On Saturday, Spain, France, and other western European countries sweltered in a scorching June heat wave that triggered forest fires and raised fears that such early summer heat waves could become the norm.
Saturday’s weather was the apex of a June heat wave, which is in keeping with scientists’ forecasts that such events will now occur earlier in the year as a result of global warming.
Biarritz, one of the country’s most popular beach resorts, recorded its highest ever temperature of 41 degrees on Saturday, according to state forecaster Meteo France.
Hundreds of people queued outside aquatic leisure complexes in France, creating traffic jams as they saw water as the only way to escape the scorching heat.
Because bathing in the Seine was prohibited, burnt Parisians sought refuge in the city’s fountains.
On Saturday, temperatures in France could reach 42 degrees Celsius in some locations, according to Meteo France, which also noted that June records had already been broken in 11 areas on Friday.
According to Matthieu Sorel, a climatologist at Meteo France, “this is the earliest heat wave ever recorded in France” since 1947.
He dubbed the weather a “marker of climate change” since “many monthly or perhaps all-time temperature records are anticipated to be beaten in various places.”
Forest rages Fire
According to local authorities, a fire sparked by the launching of an artillery shell during military training in the Var area of southern France was burning 200 hectares (495 acres) of vegetation.
“No one is in danger except the 2,500 sheep that are being evacuated and transported to safety,” stated local fire chief Olivier Pecot.
The fire started in the military camp in Canjeurs, which is the largest of its kind in Western Europe. The presence of unexploded ordnance in the abandoned region hampered firefighting efforts, but four Canadair planes were dispatched to water bomb the fires.
Farmers around the country are being forced to adjust. As temperatures in his tomato greenhouses reach a scorching 55 degrees C, Daniel Toffaloni, a 60-year-old farmer near Perpignan, now only works from “daybreak until 11.30am” and in the evening.
On Saturday, forest fires in Spain’s Sierra de la Culebra region destroyed approximately 20,000 hectares (50,000 acres) of land.
Several hundred individuals were forced to flee their homes as a result of the fires, and 14 communities were evacuated.
On Saturday morning, some residents were able to return, but regional authorities warned that the fire “remains active.”
Firefighters were still battling blazes in a number of other areas, including Catalonia woodlands.
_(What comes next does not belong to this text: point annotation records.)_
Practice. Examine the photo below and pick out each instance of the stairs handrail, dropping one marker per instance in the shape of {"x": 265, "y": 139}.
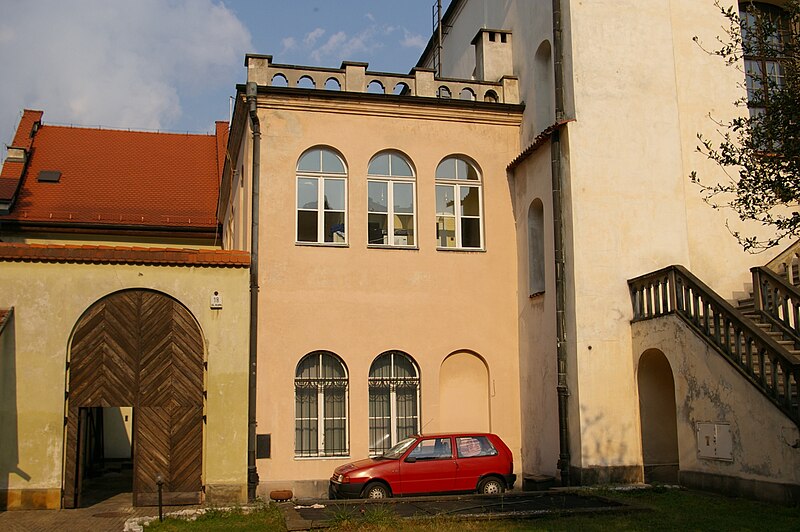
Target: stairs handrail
{"x": 777, "y": 300}
{"x": 675, "y": 290}
{"x": 782, "y": 263}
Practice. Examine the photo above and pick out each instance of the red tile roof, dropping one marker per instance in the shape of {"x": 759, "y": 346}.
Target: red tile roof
{"x": 5, "y": 315}
{"x": 116, "y": 177}
{"x": 13, "y": 252}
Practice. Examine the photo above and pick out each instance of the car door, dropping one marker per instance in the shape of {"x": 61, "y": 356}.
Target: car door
{"x": 475, "y": 457}
{"x": 428, "y": 467}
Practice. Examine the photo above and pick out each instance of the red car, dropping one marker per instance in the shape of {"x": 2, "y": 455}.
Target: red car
{"x": 430, "y": 463}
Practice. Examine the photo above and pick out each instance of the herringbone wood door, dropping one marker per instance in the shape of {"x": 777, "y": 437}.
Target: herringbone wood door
{"x": 142, "y": 349}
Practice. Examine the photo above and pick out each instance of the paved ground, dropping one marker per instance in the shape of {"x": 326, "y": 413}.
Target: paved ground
{"x": 111, "y": 513}
{"x": 310, "y": 514}
{"x": 108, "y": 515}
{"x": 108, "y": 506}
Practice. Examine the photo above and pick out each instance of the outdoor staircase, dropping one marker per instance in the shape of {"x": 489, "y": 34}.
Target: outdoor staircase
{"x": 759, "y": 336}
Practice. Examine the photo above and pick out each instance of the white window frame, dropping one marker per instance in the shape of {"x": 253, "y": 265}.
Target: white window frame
{"x": 390, "y": 180}
{"x": 320, "y": 416}
{"x": 321, "y": 178}
{"x": 393, "y": 396}
{"x": 456, "y": 185}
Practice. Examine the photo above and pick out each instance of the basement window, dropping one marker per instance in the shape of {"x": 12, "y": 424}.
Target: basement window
{"x": 49, "y": 176}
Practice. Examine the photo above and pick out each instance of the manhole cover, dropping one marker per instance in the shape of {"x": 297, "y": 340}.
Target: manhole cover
{"x": 111, "y": 514}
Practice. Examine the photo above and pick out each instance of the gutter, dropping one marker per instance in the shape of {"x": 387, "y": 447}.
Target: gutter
{"x": 562, "y": 388}
{"x": 252, "y": 471}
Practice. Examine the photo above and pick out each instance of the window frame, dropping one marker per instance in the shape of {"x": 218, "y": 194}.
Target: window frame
{"x": 758, "y": 79}
{"x": 322, "y": 384}
{"x": 321, "y": 178}
{"x": 390, "y": 180}
{"x": 457, "y": 184}
{"x": 392, "y": 382}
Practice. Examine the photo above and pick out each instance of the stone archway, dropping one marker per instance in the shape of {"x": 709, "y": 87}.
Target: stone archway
{"x": 142, "y": 349}
{"x": 658, "y": 418}
{"x": 464, "y": 394}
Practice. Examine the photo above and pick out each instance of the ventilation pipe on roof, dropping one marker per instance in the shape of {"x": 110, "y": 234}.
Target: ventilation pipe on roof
{"x": 252, "y": 471}
{"x": 558, "y": 230}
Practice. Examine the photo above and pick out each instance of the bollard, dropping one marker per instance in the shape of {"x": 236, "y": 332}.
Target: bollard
{"x": 160, "y": 482}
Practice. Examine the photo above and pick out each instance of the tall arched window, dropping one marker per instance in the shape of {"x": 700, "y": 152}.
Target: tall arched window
{"x": 321, "y": 197}
{"x": 320, "y": 419}
{"x": 459, "y": 204}
{"x": 764, "y": 27}
{"x": 536, "y": 247}
{"x": 393, "y": 400}
{"x": 391, "y": 201}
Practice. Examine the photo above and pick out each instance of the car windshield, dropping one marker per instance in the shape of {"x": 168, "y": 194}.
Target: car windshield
{"x": 397, "y": 451}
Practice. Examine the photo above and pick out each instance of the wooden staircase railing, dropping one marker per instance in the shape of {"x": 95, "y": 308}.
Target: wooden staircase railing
{"x": 756, "y": 355}
{"x": 778, "y": 302}
{"x": 787, "y": 264}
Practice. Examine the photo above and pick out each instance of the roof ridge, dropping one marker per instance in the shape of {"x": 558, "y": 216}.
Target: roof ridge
{"x": 110, "y": 254}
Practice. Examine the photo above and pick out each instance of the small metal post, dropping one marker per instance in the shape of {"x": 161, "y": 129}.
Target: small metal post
{"x": 160, "y": 482}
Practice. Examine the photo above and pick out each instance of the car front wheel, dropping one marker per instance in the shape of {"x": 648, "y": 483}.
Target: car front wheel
{"x": 376, "y": 490}
{"x": 491, "y": 486}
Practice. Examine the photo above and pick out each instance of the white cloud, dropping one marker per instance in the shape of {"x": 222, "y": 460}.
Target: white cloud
{"x": 312, "y": 37}
{"x": 340, "y": 46}
{"x": 413, "y": 40}
{"x": 115, "y": 62}
{"x": 288, "y": 44}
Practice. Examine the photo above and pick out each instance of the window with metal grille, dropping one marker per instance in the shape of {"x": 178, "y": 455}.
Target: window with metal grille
{"x": 393, "y": 400}
{"x": 459, "y": 204}
{"x": 764, "y": 28}
{"x": 321, "y": 407}
{"x": 321, "y": 197}
{"x": 390, "y": 201}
On Saturday, temperatures in some regions of the country were anticipated to reach 40 degrees Celsius (104 degrees Fahrenheit), with highs of 43 degrees C expected in the north-eastern city of Zaragoza.
There have also been fires in Germany, where temperatures were predicted to hit 40 degrees Celsius on Saturday but only reached 36 degrees Celsius. By Friday evening, a fire in the Brandenburg region around Berlin had expanded to around 60 hectares.
Foretaste of the future
Authorities in the Netherlands predict that Saturday will be the hottest day of the year thus far.
On Friday, the UK experienced the hottest day of the year, with temperatures reaching over 30 degrees C in the early afternoon, according to meteorologists.
“I think people are just enjoying the heat right now,” Claire Moran, an editor in London, said. “But if it gets any hotter than this, which I believe it is supposed to, then that’s a concern.”
Water rationing has been announced in several cities in northern Italy, and the Lombardy region may declare a state of emergency as a record drought threatens harvests.
The leading agricultural association, Coldiretti, reported Saturday that dairy cows in Italy were producing 10% less milk.
Animals were drinking up to 140 litres of water per day, double their typical intake, and producing less owing to stress, it said, as temperatures greatly exceeded the cows’ “ideal climate” of 22-24 degrees C.
Experts cautioned that the extreme heat was a result of alarming climate change tendencies.
“Heatwaves are starting sooner as a result of climate change,” said Clare Nullis, a spokesman for the World Meteorological Organization in Geneva.
“What we’re seeing today is, unfortunately, a foretaste of the future” if greenhouse gas concentrations in the atmosphere continue to grow, pushing global warming to 2 degrees Celsius over pre-industrial levels, she said.